Pesan serupa juga tecermin dalam lagu Rukun Sama Teman. Penggalan lirik dari lagu Rukun Sama Teman ber­bunyi, ‘mari saling menghormati, jangan saling me­nya­kiti, tak ada guna permusuhan, tak ada guna per­teng­karan, mari jalin persahabatan’. Secara simbolis, lagu ini memperkuat pesan bahwa sekolah semestinya menjadi ruang aman, damai, dan beradab bagi seluruh warganya, termasuk guru.

Penguatan nilai-nilai tersebut pada dasarnya dapat memperkuat upaya perlindungan bagi pendidik dan tenaga kependidikan. Berkaitan dengan hal itu, pada 8 Januari 2026, pemerintah menetapkan Peraturan Menteri Pendidikan Dasar dan Menengah Republik Indonesia Nomor 4 Tahun 2026 tentang Perlindungan bagi Pen­didik dan Tenaga Kependidikan. Kehadiran regulasi ini pada dasarnya perlu diapresiasi sebagai wujud kepedulian negara terhadap perlindungan profesi guru. Apalagi di tengah kondisi guru yang semakin rentan secara hukum dalam dinamika dunia pendidikan di Indonesia.

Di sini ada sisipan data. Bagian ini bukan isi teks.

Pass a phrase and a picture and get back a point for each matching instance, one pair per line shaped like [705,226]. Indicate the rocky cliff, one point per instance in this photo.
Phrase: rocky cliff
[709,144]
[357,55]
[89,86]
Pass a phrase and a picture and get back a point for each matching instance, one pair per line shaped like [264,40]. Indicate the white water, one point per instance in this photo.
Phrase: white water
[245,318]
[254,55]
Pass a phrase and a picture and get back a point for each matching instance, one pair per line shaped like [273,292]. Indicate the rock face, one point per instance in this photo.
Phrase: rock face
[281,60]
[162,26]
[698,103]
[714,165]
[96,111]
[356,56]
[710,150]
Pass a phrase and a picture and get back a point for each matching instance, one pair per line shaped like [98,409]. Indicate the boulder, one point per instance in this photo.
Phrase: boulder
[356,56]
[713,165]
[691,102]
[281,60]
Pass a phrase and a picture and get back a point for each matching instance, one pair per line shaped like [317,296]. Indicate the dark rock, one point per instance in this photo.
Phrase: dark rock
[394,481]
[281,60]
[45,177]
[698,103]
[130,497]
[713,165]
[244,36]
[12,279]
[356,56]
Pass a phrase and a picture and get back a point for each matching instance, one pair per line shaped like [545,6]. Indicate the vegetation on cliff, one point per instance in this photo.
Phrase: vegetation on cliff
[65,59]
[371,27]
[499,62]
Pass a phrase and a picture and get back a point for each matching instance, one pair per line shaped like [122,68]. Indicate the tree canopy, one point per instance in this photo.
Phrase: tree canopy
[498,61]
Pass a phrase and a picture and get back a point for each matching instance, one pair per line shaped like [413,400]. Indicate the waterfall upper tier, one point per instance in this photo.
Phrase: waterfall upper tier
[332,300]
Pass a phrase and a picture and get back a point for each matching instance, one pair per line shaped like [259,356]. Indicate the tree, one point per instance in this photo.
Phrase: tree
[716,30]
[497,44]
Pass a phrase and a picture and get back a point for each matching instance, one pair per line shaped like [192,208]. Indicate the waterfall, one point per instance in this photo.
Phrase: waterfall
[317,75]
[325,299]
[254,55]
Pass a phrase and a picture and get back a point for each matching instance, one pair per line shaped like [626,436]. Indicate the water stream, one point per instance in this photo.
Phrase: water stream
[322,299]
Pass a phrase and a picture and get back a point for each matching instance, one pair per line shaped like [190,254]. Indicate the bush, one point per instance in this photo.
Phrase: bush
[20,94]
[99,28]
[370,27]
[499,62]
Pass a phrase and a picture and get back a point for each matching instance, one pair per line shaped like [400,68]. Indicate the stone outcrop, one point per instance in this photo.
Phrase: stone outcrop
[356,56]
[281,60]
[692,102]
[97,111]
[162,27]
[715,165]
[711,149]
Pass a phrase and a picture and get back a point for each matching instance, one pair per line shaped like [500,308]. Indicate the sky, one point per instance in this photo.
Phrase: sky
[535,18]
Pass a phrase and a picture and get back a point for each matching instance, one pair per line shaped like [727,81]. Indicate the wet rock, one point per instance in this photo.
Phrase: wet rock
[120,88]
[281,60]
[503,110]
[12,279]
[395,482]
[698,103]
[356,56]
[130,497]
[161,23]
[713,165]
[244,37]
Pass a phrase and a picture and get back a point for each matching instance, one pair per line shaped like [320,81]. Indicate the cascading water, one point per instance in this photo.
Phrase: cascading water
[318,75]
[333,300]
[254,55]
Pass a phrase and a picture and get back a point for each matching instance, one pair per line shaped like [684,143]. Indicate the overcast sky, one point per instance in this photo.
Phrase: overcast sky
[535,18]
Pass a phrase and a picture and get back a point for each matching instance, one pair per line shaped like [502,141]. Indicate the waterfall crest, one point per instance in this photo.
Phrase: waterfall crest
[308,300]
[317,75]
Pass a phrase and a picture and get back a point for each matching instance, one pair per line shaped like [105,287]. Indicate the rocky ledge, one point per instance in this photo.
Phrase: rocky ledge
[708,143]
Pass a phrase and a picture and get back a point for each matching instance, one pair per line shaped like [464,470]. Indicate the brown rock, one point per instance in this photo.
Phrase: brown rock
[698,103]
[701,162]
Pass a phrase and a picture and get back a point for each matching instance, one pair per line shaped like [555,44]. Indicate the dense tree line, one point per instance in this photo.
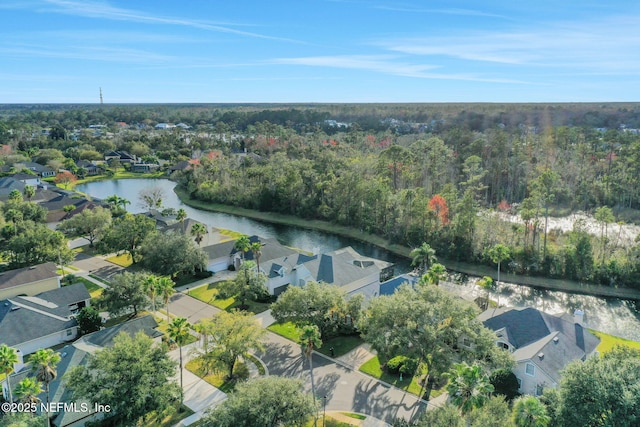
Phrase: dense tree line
[410,172]
[434,189]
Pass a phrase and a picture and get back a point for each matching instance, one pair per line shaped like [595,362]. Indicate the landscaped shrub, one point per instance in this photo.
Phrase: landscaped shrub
[505,382]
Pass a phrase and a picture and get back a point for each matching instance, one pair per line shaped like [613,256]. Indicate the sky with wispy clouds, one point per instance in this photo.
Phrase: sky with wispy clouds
[64,51]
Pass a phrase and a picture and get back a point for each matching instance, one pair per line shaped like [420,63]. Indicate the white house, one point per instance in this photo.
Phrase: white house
[221,256]
[77,354]
[29,323]
[344,267]
[542,344]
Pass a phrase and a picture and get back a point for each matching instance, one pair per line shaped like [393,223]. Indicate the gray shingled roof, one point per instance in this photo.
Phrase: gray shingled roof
[21,276]
[563,341]
[219,250]
[19,325]
[183,227]
[104,338]
[56,301]
[523,326]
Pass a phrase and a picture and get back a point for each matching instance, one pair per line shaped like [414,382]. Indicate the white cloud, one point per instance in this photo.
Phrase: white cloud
[460,12]
[605,45]
[386,64]
[94,53]
[103,10]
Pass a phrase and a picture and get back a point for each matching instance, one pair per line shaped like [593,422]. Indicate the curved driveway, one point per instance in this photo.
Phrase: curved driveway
[346,389]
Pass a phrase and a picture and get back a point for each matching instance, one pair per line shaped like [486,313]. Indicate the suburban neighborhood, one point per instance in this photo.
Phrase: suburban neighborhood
[311,273]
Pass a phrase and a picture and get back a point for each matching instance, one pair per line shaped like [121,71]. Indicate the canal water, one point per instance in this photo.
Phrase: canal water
[610,315]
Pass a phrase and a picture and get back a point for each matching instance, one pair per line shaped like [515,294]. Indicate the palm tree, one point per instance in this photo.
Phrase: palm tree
[43,364]
[468,386]
[528,411]
[198,230]
[28,390]
[436,273]
[487,284]
[179,332]
[113,200]
[150,286]
[165,289]
[243,245]
[181,215]
[310,339]
[499,253]
[29,191]
[423,256]
[8,358]
[124,202]
[256,249]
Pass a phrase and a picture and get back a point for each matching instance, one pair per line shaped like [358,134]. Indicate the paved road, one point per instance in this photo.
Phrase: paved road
[346,389]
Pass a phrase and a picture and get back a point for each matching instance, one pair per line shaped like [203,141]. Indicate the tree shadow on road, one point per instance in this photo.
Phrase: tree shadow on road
[283,360]
[372,397]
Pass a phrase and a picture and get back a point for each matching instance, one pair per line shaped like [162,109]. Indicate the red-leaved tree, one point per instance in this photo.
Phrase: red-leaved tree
[438,205]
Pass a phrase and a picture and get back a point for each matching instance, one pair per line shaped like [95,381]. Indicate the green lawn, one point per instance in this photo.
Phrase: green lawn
[329,422]
[66,270]
[99,279]
[607,342]
[408,383]
[163,326]
[152,419]
[287,330]
[341,344]
[170,420]
[217,379]
[208,294]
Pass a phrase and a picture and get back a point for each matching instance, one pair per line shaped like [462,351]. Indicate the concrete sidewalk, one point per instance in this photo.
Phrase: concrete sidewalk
[357,357]
[199,395]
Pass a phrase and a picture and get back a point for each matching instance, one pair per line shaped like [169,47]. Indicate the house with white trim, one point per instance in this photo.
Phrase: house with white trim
[346,268]
[541,344]
[29,280]
[78,354]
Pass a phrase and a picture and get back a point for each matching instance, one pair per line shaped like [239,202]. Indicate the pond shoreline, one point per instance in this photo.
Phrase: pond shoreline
[403,251]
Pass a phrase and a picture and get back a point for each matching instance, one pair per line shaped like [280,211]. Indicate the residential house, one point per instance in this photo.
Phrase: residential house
[29,280]
[40,170]
[144,167]
[390,286]
[542,344]
[8,184]
[29,323]
[28,179]
[121,156]
[184,165]
[346,268]
[89,168]
[223,255]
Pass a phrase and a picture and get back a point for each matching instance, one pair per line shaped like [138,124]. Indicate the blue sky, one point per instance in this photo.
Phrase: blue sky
[63,51]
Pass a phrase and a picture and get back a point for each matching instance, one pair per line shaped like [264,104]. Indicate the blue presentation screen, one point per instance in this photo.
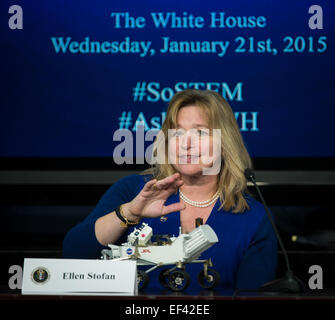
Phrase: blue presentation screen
[74,72]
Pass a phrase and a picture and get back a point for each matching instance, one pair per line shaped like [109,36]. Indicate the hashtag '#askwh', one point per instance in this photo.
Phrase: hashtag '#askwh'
[125,120]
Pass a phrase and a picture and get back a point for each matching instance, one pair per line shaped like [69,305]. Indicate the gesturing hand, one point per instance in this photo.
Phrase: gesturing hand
[150,202]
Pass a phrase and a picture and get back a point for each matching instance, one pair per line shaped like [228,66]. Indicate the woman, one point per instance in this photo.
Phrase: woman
[199,172]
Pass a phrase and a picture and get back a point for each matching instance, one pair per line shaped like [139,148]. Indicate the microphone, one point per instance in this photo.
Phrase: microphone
[289,283]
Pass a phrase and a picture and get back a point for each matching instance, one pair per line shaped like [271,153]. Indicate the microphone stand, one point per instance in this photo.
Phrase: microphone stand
[289,283]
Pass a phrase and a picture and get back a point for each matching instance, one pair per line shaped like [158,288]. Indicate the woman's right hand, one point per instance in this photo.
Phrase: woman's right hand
[150,202]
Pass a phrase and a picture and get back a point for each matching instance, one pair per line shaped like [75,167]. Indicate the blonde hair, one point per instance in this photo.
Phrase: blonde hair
[231,183]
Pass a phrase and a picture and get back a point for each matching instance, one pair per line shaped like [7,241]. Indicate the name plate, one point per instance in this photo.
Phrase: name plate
[79,277]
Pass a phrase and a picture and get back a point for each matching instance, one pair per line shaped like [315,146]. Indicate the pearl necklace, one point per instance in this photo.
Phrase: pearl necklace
[200,204]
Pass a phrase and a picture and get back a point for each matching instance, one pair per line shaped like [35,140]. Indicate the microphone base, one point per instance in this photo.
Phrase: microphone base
[288,284]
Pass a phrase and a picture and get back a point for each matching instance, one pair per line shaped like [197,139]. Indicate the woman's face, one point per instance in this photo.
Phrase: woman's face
[191,145]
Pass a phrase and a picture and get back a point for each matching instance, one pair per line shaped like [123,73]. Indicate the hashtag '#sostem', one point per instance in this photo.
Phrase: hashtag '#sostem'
[139,92]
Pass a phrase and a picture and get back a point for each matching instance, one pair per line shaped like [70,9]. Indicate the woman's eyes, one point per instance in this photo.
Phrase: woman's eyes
[198,132]
[203,132]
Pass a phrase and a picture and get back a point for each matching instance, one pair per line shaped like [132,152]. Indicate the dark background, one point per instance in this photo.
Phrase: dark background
[59,113]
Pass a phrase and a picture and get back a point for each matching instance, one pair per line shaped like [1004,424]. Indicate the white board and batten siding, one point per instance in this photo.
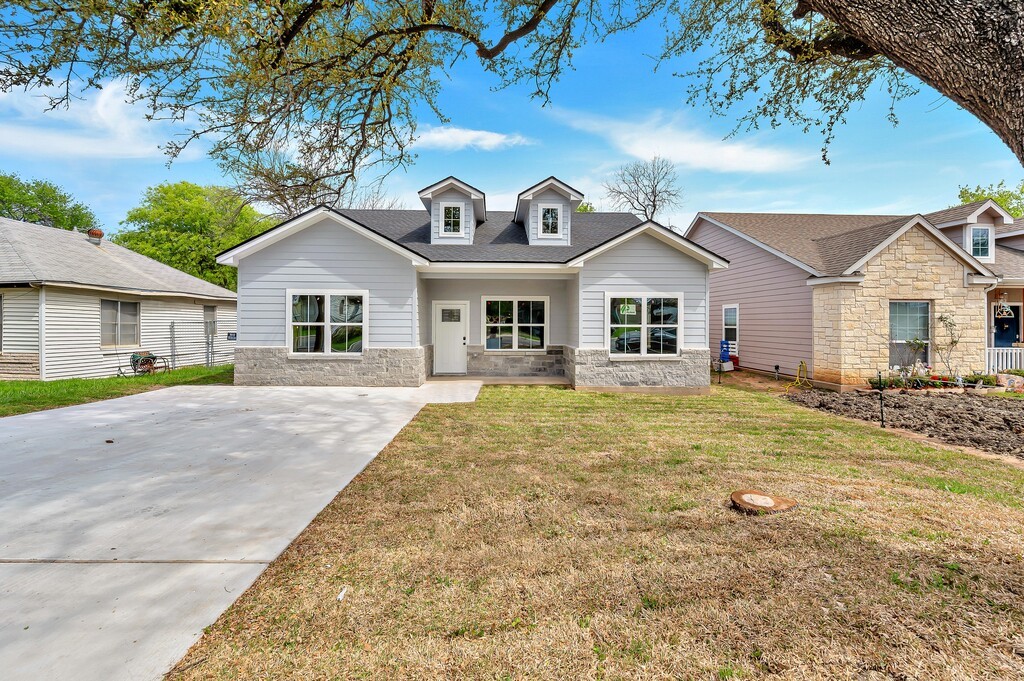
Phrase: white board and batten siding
[327,256]
[643,265]
[549,198]
[73,346]
[468,218]
[775,303]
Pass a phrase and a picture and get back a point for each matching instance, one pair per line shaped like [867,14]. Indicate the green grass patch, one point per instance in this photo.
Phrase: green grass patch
[26,396]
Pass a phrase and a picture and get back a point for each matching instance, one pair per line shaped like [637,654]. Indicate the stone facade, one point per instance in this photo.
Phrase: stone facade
[376,367]
[851,321]
[515,363]
[18,366]
[689,372]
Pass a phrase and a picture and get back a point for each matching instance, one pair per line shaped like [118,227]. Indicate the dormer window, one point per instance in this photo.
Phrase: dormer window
[550,221]
[451,220]
[981,242]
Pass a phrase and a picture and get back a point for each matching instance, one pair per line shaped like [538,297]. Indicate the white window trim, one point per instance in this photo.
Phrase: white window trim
[969,239]
[327,293]
[735,347]
[931,330]
[643,326]
[117,345]
[515,313]
[462,219]
[540,221]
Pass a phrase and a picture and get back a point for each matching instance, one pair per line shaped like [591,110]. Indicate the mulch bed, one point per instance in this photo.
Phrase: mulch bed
[992,424]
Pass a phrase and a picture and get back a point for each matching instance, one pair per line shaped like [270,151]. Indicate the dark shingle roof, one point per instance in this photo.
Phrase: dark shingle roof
[497,240]
[33,253]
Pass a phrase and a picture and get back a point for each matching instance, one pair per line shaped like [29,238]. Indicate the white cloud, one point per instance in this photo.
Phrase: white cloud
[452,138]
[684,144]
[102,127]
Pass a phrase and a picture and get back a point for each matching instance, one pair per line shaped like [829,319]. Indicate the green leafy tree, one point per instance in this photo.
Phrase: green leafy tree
[338,86]
[43,203]
[184,225]
[1011,198]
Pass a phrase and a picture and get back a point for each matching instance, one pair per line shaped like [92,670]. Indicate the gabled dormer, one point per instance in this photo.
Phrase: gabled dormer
[456,209]
[545,210]
[974,226]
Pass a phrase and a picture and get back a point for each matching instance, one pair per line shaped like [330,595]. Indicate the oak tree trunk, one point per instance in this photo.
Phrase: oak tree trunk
[970,50]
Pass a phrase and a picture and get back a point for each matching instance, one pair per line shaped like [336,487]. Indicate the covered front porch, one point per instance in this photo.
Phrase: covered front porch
[1005,348]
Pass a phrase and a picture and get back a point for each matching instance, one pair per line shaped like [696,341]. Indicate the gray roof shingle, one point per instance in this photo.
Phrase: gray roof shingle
[830,244]
[497,240]
[33,253]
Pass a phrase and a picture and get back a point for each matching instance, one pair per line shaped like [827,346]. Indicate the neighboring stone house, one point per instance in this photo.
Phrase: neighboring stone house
[78,306]
[845,293]
[391,297]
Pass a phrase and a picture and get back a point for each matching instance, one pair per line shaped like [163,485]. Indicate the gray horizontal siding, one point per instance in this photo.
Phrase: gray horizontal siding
[325,256]
[643,264]
[73,344]
[775,303]
[19,324]
[472,290]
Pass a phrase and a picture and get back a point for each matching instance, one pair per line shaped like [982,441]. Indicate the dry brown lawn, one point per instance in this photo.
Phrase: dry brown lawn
[542,534]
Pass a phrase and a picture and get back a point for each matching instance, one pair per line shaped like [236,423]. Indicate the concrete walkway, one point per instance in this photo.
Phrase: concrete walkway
[128,525]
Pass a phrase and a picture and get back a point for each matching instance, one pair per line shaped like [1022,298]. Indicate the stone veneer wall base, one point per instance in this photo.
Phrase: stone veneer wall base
[376,367]
[687,373]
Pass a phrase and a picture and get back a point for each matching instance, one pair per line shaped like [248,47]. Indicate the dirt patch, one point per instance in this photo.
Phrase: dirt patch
[991,424]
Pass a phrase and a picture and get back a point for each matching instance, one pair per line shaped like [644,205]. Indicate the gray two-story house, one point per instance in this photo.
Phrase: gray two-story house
[392,297]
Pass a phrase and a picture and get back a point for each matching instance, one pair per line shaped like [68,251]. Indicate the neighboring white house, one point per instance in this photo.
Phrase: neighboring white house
[74,305]
[390,297]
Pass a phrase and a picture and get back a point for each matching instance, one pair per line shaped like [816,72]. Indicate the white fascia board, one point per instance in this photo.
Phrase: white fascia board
[662,233]
[497,268]
[921,221]
[747,238]
[288,228]
[820,281]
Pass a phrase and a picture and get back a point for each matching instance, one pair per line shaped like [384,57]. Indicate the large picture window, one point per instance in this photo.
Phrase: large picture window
[909,332]
[329,323]
[451,220]
[643,325]
[119,325]
[515,324]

Sebagai contoh pada kasus kekerasan terhadap guru di Jambi, seorang guru dikeroyok oleh para siswanya sendiri. Kasus tersebut memang tidak bisa dilihat se­cara hitam-putih. Jika guru melakukan kesalahan dan pelanggaran, hal itu tetap harus diproses secara pro­fesional dan berkeadilan. Namun, apa pun alasannya, tindakan kekerasan tidak dapat dibenarkan. Peristiwa ini justru menegaskan betapa lemahnya posisi guru di du­nia pendidikan, bahkan ketika negara telah me­nge­luarkan regulasi terkait dengan perlindungan guru. Alih-alih rukun dengan sesama siswa, malah guru menjadi korban keroyokan siswanya.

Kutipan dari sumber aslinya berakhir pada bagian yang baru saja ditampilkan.